The Bench further observed -

"…The scheme does not envisage distribution of credit to manufacturing units belonging to others. In the present case, we have already seen that the distribution has been done by M/s. Merck Specialties Ltd. who cannot be considered as input service distributor at all as the appellants are job-workers, and the appellant's manufacturing units do not belong to M/s. Merck Specialties Ltd. Further office of M/s. Merck Specialties cannot be considered as an office of the appellant. Therefore, the distribution of credit by M/s Merck Specialties ltd. to the appellants are contrary to the provisions of law and accordingly, they are eligible for the input service credit distributed by Merck Specialties Ltd. and we hold accordingly."

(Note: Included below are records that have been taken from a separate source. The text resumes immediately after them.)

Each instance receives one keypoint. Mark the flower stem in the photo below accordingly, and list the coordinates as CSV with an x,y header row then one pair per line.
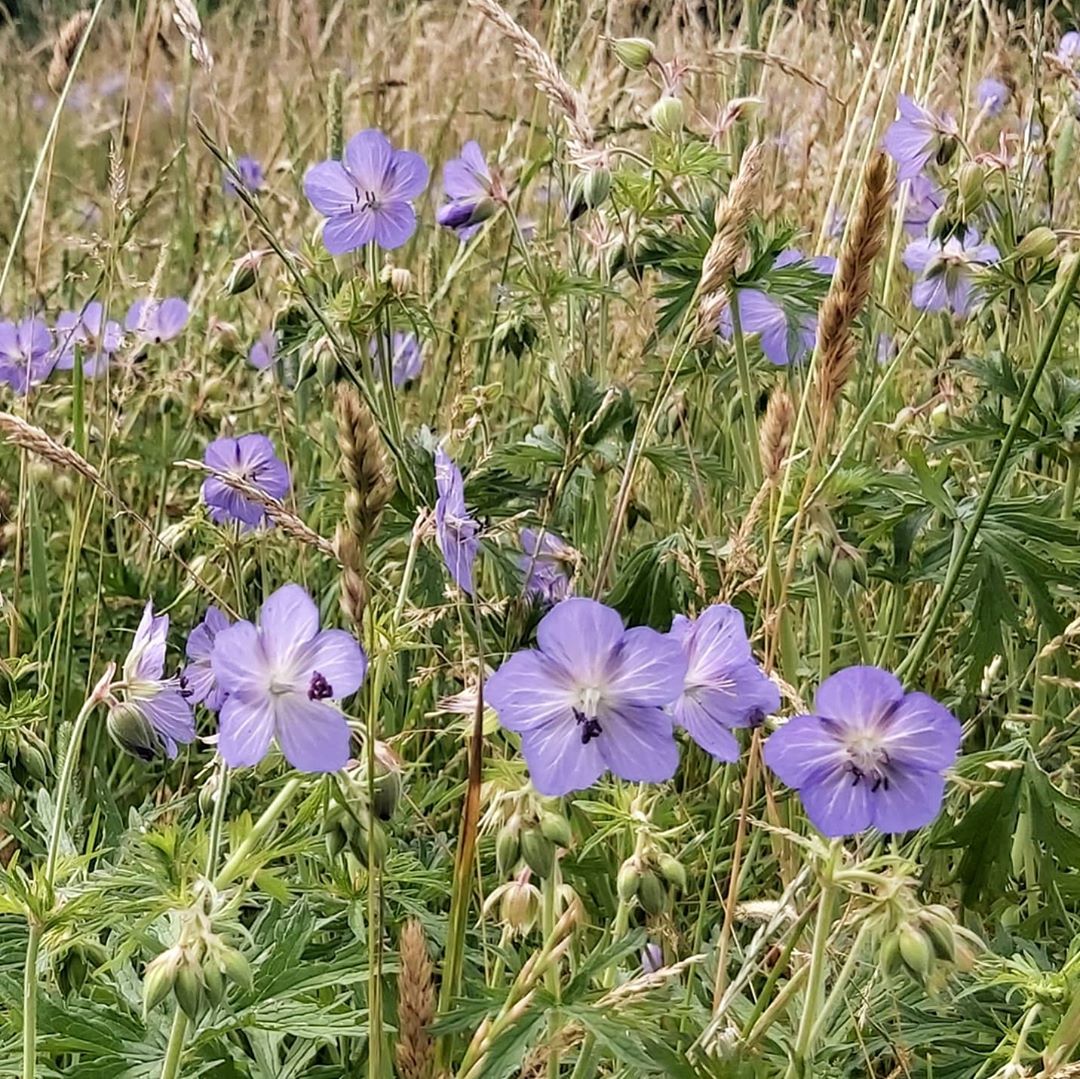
x,y
912,665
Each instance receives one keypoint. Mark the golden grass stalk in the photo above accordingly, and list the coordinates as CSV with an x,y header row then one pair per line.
x,y
547,77
416,1006
851,285
65,48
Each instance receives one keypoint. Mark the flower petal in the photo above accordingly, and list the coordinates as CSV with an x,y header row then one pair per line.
x,y
802,750
530,691
558,760
914,798
858,696
638,743
580,635
339,659
246,726
313,736
331,189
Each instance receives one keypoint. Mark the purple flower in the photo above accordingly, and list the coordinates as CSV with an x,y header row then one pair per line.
x,y
1068,48
869,756
547,566
916,137
97,338
470,192
154,713
591,698
925,198
724,686
406,358
26,353
262,352
991,96
198,677
366,196
946,271
157,321
280,678
251,176
250,458
783,339
455,529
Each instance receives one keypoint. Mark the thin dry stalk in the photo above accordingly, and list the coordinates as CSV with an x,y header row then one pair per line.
x,y
369,486
547,77
851,286
277,511
416,1006
731,219
775,436
64,49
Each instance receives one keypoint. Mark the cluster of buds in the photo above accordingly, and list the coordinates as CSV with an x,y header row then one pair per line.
x,y
649,876
197,970
531,833
353,822
926,945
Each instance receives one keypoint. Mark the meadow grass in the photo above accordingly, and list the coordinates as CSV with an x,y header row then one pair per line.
x,y
599,360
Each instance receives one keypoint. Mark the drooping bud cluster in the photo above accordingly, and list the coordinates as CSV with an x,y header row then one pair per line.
x,y
197,970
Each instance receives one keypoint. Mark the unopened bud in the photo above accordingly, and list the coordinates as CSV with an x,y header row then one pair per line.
x,y
667,115
1041,242
635,54
556,827
538,851
132,731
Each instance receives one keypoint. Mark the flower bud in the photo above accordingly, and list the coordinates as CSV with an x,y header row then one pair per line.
x,y
132,731
651,893
915,951
508,845
520,907
160,978
971,181
667,115
1041,242
673,871
556,827
629,879
635,54
538,851
188,985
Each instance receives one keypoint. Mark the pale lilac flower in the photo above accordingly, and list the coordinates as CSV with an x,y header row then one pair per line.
x,y
917,136
456,531
198,679
1068,48
724,687
946,271
783,339
869,755
406,358
925,198
157,321
280,678
470,190
264,350
26,353
250,458
591,699
94,335
991,95
547,566
367,196
159,702
251,177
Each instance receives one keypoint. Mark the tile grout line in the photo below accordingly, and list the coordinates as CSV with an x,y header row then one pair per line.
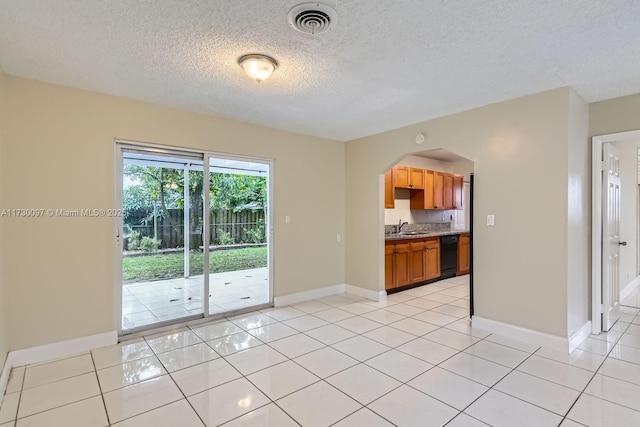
x,y
594,375
104,403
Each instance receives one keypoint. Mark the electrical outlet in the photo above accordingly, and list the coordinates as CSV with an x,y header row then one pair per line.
x,y
491,220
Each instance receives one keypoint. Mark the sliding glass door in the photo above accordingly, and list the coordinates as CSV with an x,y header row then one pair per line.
x,y
238,234
190,247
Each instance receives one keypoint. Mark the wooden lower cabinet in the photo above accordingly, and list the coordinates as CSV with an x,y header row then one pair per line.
x,y
402,265
413,261
418,269
464,258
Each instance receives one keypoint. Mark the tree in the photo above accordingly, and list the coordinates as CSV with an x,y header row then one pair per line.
x,y
157,189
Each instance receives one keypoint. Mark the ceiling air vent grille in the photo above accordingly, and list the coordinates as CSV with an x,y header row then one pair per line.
x,y
312,18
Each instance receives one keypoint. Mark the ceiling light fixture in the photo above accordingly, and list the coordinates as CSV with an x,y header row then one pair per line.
x,y
258,67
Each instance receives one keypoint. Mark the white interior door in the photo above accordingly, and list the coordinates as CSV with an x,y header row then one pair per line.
x,y
611,237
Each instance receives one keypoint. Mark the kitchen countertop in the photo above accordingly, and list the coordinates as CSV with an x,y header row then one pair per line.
x,y
422,235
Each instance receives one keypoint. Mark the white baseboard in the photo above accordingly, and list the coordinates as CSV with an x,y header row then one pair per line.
x,y
630,288
4,378
366,293
52,351
308,295
60,349
579,336
553,342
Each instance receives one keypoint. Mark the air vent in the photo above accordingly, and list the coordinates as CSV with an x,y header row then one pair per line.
x,y
312,18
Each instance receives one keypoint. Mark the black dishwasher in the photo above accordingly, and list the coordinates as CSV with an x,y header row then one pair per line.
x,y
448,256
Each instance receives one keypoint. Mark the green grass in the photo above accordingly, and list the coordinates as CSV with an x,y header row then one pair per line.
x,y
170,266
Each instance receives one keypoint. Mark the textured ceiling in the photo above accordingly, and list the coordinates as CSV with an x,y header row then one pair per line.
x,y
386,64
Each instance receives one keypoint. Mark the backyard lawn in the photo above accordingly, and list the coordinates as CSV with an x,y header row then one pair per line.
x,y
171,266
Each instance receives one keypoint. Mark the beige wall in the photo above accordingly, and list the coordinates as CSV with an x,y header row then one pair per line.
x,y
4,303
60,142
614,115
521,166
628,210
578,215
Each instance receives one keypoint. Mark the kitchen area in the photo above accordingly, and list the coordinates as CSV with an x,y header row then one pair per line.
x,y
427,219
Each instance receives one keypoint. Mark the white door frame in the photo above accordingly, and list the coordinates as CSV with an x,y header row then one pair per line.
x,y
596,221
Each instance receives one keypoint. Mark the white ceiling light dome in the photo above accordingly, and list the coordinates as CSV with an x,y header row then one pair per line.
x,y
312,18
257,66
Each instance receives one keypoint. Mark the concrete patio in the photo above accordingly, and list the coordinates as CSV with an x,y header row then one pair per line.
x,y
146,303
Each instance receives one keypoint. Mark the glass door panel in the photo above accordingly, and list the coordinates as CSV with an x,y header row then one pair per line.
x,y
162,252
238,234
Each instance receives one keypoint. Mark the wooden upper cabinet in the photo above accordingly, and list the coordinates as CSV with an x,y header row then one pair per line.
x,y
406,177
438,190
448,191
458,184
416,179
424,199
401,176
389,190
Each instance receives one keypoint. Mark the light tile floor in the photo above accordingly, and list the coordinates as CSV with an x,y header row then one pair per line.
x,y
413,360
146,303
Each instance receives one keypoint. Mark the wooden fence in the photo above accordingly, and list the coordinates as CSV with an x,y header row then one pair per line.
x,y
226,227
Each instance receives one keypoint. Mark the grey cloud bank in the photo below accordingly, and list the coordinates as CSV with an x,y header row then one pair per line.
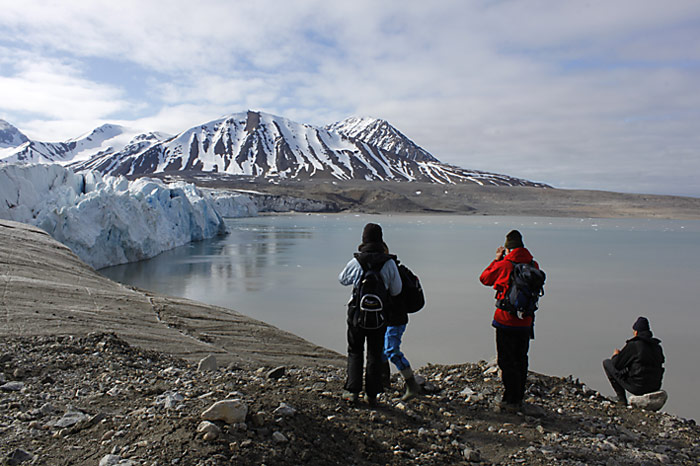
x,y
596,95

The plea of time bar was also dismissed by the Bench by noting the following -

"5.10 …Vide letter dated 07/08/2007 M/s. Merck Specialties Ltd. had intimated to the jurisdictional Dy. Commissioner of Service Tax that they will be distributing the CENVAT credit in respect of service tax paid on input services to their own manufacturing units in the jurisdiction of BelapurCommissionerate in respect of various services and they had given the appellants' address as the address of their manufacturing units. The fact that the appellants are independent job-workers and the transactions were on a principal-to-principal basis was not disclosed to the department. Thus, there is a deliberate mis-declaration on the part of M/s. Merck Specialties Ltd. in stating that the units to which they have distributed the credit are their own manufacturing units whereas the facts were otherwise. Similarly, in the declaration made to Dy. Commissioner, Belapur I Division, the appellants did not intimate that they were availing credit in terms of Rule 7 of CCR, 2004. In views of the deliberate mis-statement of facts on the part of the appellants, the invocation of extended period of time is clearly justified. Therefore, the demands are sustainable."

The imposition of mandatory penalty was also upheld.

In fine, the appeals were dismissed as being devoid of merits.